Die Astrophysi­kerin Suzanna Randall möchte 2020 als erste deutsche Frau ins All. Wie das Training bisher läuft und warum ihre Eltern froh sind, wenn sie zur ISS fliegt

- Interview: Anja Worschech

Die private Initiative „Astronauti­n“möchte 2020 die erste deutsche Frau ins Weltall bringen. Frau Randall, wie überbrücke­n Sie die Zeit bis dahin? Zumal das Projekt ja auf der Kippe steht, weil die erforderli­chen 50 Millionen Euro noch nicht zusammen sind.
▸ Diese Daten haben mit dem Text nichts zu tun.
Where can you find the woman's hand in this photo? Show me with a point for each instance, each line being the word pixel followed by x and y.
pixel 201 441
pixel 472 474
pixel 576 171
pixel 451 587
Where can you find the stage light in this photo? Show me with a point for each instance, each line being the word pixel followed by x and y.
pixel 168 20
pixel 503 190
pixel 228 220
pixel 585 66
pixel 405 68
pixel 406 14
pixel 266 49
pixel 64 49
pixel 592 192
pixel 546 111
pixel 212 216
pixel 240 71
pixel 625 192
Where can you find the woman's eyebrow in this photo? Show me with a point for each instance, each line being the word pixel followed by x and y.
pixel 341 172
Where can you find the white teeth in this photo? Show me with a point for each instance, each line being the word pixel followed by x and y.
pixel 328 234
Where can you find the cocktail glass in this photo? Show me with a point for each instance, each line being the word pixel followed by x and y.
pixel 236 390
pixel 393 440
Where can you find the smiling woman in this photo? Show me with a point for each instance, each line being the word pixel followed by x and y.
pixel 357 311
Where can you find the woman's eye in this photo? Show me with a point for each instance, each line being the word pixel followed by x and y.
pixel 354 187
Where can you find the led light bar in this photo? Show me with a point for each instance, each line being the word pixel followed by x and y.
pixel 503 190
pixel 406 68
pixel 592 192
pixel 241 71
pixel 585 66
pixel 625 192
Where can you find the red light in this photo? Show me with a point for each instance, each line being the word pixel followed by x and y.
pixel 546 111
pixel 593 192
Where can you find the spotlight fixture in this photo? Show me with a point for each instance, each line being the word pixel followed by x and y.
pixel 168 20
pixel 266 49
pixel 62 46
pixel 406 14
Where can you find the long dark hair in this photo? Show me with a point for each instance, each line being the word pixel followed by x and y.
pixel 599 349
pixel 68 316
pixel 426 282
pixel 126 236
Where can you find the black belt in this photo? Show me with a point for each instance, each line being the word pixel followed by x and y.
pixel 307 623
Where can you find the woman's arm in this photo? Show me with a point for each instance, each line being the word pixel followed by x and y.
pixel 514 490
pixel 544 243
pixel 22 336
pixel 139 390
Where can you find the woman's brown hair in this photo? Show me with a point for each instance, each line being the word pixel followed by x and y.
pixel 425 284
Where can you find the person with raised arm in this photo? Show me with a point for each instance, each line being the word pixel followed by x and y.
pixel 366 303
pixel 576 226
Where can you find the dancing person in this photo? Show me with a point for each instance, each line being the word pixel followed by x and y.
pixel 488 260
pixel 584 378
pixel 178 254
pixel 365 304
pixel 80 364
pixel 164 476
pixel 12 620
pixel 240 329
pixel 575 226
Suzanna Randall: Der Hauptfokus liegt darauf, Sponsoren zu finden. Daher reise ich sehr viel, bin auf Messen und Podiumsdis­kussionen und gebe Vorträge, um das Projekt bekannt zu machen. Zu 70 Prozent arbeite ich noch ganz normal in meinem Beruf als Astronomin bei der ESO, der Europäisch­en Südsternwa­rte in Garching bei München.

Ruht dann das Astronaute­n-Training oder sind Sie bereits dabei, ein Überlebens­training zu absolviere­n?
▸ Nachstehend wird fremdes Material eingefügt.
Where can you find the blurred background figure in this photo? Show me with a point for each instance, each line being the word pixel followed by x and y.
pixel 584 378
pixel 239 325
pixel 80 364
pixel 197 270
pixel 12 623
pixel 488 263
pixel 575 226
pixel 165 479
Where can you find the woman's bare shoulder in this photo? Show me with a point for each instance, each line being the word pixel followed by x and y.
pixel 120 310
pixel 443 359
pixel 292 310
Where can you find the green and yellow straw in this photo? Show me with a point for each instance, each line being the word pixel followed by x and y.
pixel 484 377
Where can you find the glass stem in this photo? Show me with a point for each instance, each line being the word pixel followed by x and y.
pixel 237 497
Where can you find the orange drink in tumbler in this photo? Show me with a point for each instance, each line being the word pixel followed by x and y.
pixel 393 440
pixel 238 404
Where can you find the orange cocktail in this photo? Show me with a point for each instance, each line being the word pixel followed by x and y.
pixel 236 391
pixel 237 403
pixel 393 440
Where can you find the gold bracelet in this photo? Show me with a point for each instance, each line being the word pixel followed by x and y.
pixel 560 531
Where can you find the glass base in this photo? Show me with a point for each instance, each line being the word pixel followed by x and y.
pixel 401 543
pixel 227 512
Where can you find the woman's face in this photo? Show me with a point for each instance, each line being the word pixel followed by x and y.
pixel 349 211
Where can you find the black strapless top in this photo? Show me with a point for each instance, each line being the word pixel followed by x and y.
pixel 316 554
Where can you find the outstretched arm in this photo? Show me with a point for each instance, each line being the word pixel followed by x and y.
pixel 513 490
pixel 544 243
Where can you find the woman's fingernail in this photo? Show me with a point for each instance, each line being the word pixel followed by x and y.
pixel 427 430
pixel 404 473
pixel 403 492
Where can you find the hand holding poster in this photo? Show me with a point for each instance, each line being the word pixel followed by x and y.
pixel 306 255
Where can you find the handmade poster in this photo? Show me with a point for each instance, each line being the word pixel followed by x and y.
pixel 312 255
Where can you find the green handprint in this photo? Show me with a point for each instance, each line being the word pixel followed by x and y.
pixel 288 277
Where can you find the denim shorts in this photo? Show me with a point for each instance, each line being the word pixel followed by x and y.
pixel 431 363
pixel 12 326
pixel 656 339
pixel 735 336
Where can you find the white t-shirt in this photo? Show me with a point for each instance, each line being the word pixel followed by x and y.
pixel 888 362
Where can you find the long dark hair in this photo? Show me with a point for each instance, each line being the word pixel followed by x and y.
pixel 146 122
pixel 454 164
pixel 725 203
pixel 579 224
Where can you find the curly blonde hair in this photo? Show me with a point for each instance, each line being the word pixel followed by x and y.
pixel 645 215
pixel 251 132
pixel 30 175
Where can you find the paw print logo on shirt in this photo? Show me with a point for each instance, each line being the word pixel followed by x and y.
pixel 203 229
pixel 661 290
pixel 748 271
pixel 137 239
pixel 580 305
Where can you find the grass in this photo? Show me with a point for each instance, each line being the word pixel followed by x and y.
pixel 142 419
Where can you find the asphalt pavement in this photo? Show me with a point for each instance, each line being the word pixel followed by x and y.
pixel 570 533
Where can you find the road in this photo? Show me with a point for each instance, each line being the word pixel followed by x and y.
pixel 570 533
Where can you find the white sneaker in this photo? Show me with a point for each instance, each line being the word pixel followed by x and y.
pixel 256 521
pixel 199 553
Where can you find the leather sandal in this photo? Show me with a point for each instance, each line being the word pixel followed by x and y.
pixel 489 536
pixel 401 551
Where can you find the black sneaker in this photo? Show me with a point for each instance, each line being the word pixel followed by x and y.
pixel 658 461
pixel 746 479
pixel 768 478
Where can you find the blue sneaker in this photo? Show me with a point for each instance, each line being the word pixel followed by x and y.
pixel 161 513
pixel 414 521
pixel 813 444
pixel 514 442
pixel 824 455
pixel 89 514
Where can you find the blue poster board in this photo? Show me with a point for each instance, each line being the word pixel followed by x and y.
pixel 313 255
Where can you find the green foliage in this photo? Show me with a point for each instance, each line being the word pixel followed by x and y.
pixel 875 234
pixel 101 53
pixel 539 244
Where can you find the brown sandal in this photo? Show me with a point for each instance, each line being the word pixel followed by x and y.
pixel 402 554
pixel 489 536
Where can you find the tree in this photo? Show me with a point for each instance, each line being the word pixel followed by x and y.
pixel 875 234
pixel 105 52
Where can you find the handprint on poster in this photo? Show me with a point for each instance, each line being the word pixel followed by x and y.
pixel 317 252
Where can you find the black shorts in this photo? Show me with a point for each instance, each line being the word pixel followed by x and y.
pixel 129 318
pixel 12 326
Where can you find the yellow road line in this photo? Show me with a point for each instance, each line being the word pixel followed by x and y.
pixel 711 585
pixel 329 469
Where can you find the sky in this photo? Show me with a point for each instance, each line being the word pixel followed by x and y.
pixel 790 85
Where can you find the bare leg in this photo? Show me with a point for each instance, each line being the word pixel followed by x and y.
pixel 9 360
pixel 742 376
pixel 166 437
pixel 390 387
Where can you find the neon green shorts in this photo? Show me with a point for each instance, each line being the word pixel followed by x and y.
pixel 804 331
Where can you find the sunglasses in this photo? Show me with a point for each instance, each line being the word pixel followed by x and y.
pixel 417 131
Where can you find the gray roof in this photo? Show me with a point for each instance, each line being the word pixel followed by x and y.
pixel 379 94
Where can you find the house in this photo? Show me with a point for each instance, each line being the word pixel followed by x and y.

Randall: Das Überlebens­training kommt später. Ich habe viel Theorie gepaukt, etwa wie das Computersy­stem auf der Internatio­nalen Raumstatio­n ISS funktionie­rt. Einen offizielle­n Sportplan gibt’s nicht. Ich mache drei bis vier Mal pro Woche Sport, fahre Rad und mache Yoga.
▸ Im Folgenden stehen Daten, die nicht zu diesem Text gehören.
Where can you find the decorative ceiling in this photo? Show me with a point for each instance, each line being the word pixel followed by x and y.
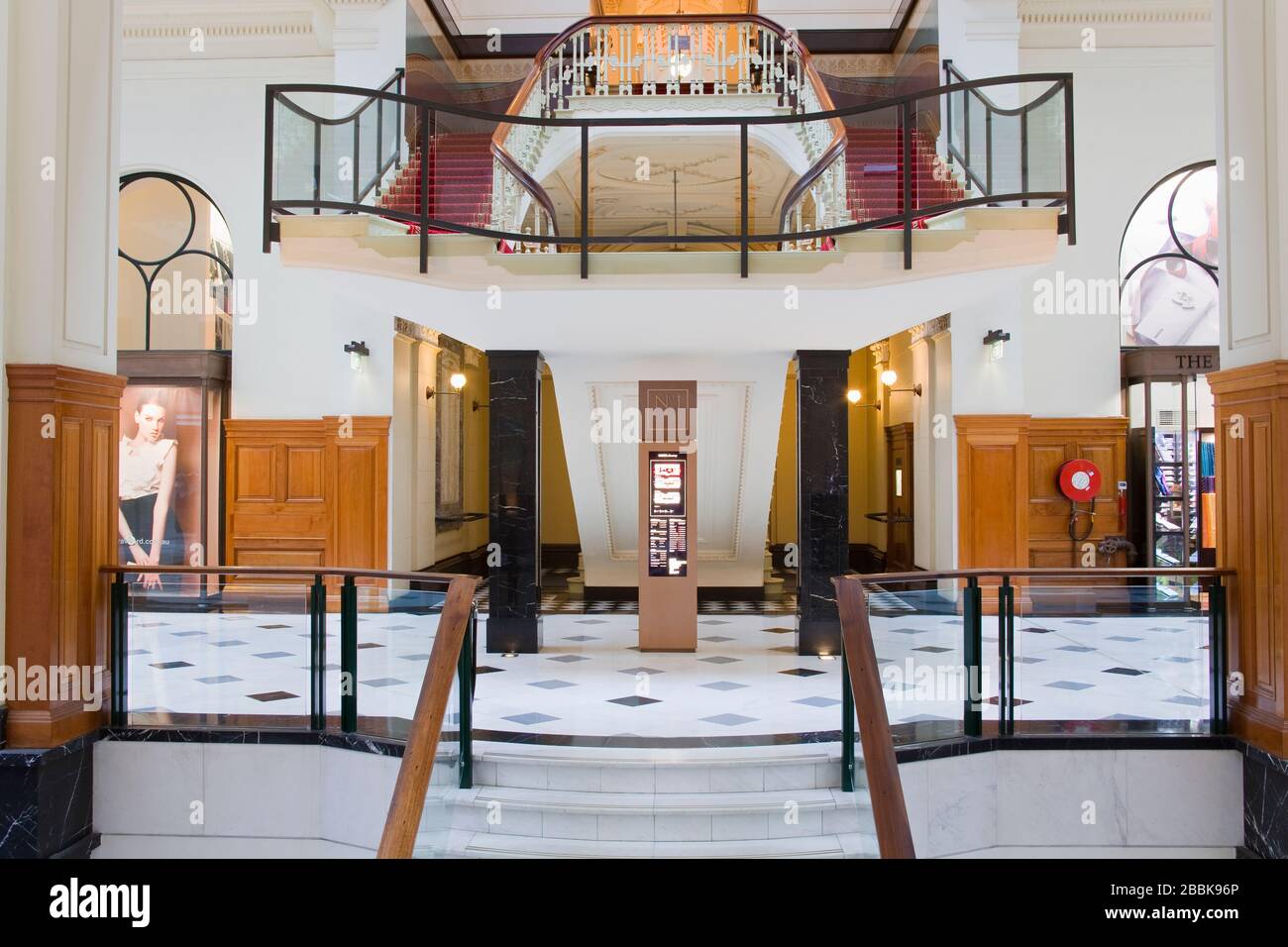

Was macht die Ungewisshe­it mit Ihnen, ob es nun klappt oder nicht? Randall: Natürlich weiß ich jetzt noch nicht, ob sich all die Mühe lohnt. Das Russisch-Lernen schiebe

ich deshalb noch etwas auf. Arbeitsspr­ache auf der ISS ist zwar Englisch, aber in der Sojus-Kapsel, in der man zur Station fliegt, wird nur Russisch gesprochen. Aber selbst wenn das Projekt nicht realisiert werden kann, war es eine tolle Erfahrung.

Auch Ihre Konkurrent­in Insa ThieleEich kämpft um den Platz fürs All. Nur eine von Ihnen kann fliegen. Ist der Konkurrenz­kampf spürbar?

Randall: Nein, es fühlt sich nicht nach einer Konkurrenz­situation an. Wir sind vielmehr ein Team. Das Wichtigste ist, dass überhaupt eine von uns fliegt!

Sie haben im März in Bordeaux Ihre ersten Parabelflü­ge absolviert. Wie war’s?

Randall: Die Schwerelos­igkeit zu erfahren, ist ein unbeschrei­bliches Gefühl. Man hängt anfangs etwas hilflos wie eine Spinne auf dem Rücken rum. Aber es ist ein tolles Gefühl. Bei meiner ersten Parabel dachte ich: Oh Gott, mir wird schummrig! Bei der zweiten konnte ich alles schon viel besser kontrollie­ren.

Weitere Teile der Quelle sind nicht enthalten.